Forgetting is necessary but not sufficient
The forgetting prerequisite correctly predicted the Kuhn Poker result (no forgetting → zoo hurts) but failed in Tag (forgetting present → zoo still irrelevant). Catastrophic forgetting is a symptom, not the root cause. The underlying question is whether the algorithm can generate diversity internally.
Hyperparameter confounds are real
The initial 2,800-run study showed zoo helping in 18/20 Tag configurations. The HPO study with Optuna-tuned parameters overturned this completely. Without hyperparameter optimization, curriculum effects can be artifacts of bad defaults.
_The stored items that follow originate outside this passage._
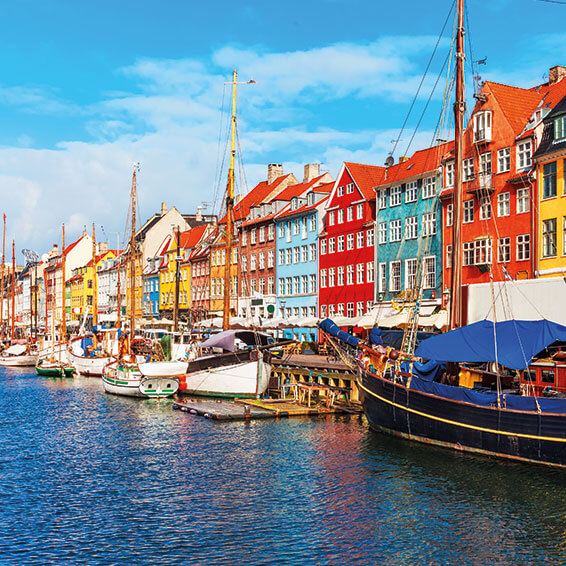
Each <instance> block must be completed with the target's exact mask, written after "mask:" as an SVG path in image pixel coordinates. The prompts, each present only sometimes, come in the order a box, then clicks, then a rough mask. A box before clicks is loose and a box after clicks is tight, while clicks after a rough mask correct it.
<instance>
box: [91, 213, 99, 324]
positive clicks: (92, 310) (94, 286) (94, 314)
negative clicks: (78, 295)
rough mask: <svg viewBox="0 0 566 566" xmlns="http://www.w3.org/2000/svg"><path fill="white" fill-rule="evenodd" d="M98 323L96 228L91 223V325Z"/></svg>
mask: <svg viewBox="0 0 566 566" xmlns="http://www.w3.org/2000/svg"><path fill="white" fill-rule="evenodd" d="M97 325H98V274H97V272H96V230H95V227H94V222H93V223H92V327H93V329H94V327H95V326H97Z"/></svg>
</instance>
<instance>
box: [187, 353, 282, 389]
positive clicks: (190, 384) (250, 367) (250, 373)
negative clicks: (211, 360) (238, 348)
mask: <svg viewBox="0 0 566 566" xmlns="http://www.w3.org/2000/svg"><path fill="white" fill-rule="evenodd" d="M270 375H271V365H270V364H268V363H266V362H264V361H263V359H261V357H260V359H259V360H256V361H249V362H243V363H239V364H234V365H230V366H221V367H217V368H209V369H206V370H202V371H196V372H193V373H189V374H187V377H186V383H187V386H186V389H185V392H186V393H188V394H190V395H203V396H207V397H238V398H248V399H250V398H256V397H259V396H260V395H263V394H264V393H265V392H266V391H267V387H268V385H269V378H270Z"/></svg>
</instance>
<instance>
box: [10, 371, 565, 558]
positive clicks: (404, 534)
mask: <svg viewBox="0 0 566 566" xmlns="http://www.w3.org/2000/svg"><path fill="white" fill-rule="evenodd" d="M0 422H1V435H0V497H1V499H0V501H1V503H0V562H1V563H7V562H12V563H30V562H38V563H46V562H57V563H62V562H73V561H80V562H86V563H90V564H93V563H127V562H130V563H132V562H135V563H158V562H159V563H170V562H179V561H186V562H193V563H204V562H207V561H208V562H219V561H225V562H230V563H244V562H247V563H254V564H256V563H274V562H280V563H318V564H338V563H364V564H373V563H381V564H383V563H406V564H414V563H416V562H428V563H430V562H442V563H447V562H449V563H475V564H479V563H494V562H499V563H514V564H517V563H529V562H531V563H532V562H537V563H540V562H549V563H560V562H564V561H565V560H566V530H565V529H566V493H565V492H566V489H565V487H566V483H565V478H564V473H563V472H559V471H552V470H547V469H545V468H538V467H528V466H524V465H518V464H507V463H500V462H494V461H490V460H484V459H480V458H476V457H470V456H465V455H459V454H453V453H451V452H447V451H444V450H439V449H435V448H430V447H427V446H415V445H413V444H408V443H405V442H403V441H397V440H395V439H390V438H387V437H383V436H380V435H377V434H375V433H372V432H370V431H368V429H367V427H366V424H365V421H364V419H362V418H358V417H356V418H350V417H348V418H324V419H316V420H307V419H292V420H282V421H256V422H251V423H216V422H213V421H209V420H206V419H203V418H200V417H194V416H191V415H187V414H185V413H181V412H178V411H173V410H172V409H171V402H170V401H155V400H148V401H140V400H135V399H132V400H130V399H126V398H119V397H112V396H109V395H105V394H104V393H103V391H102V386H101V384H100V381H99V380H95V379H86V378H75V379H67V380H60V379H59V380H49V379H45V378H38V377H36V376H35V375H32V374H29V373H26V372H22V371H18V370H5V369H3V368H0Z"/></svg>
Does FR predict A* across the Tag configuration grid?
Answered: No. With Optuna-tuned hyperparameters, A has no effect on agent strength for either PPO or SAC. There is no A* to predict. The earlier correlation between FR and zoo benefit was a hyperparameter confound.
Is catastrophic forgetting sufficient for zoo to help?
Answered: No. SAC in Tag has FR=0.357 (massive forgetting) but zoo has zero effect. The forgetting prerequisite is necessary (Kuhn Poker) but not sufficient (Tag). Self-play oscillation can create enough diversity internally.
What survives from this research program?
The Forgetting Regret metric, the forgetting prerequisite as a necessary condition, the RPS/Kuhn Poker contrast, and the methodological lesson that hyperparameter confounds can masquerade as curriculum effects. The negative result is itself a contribution.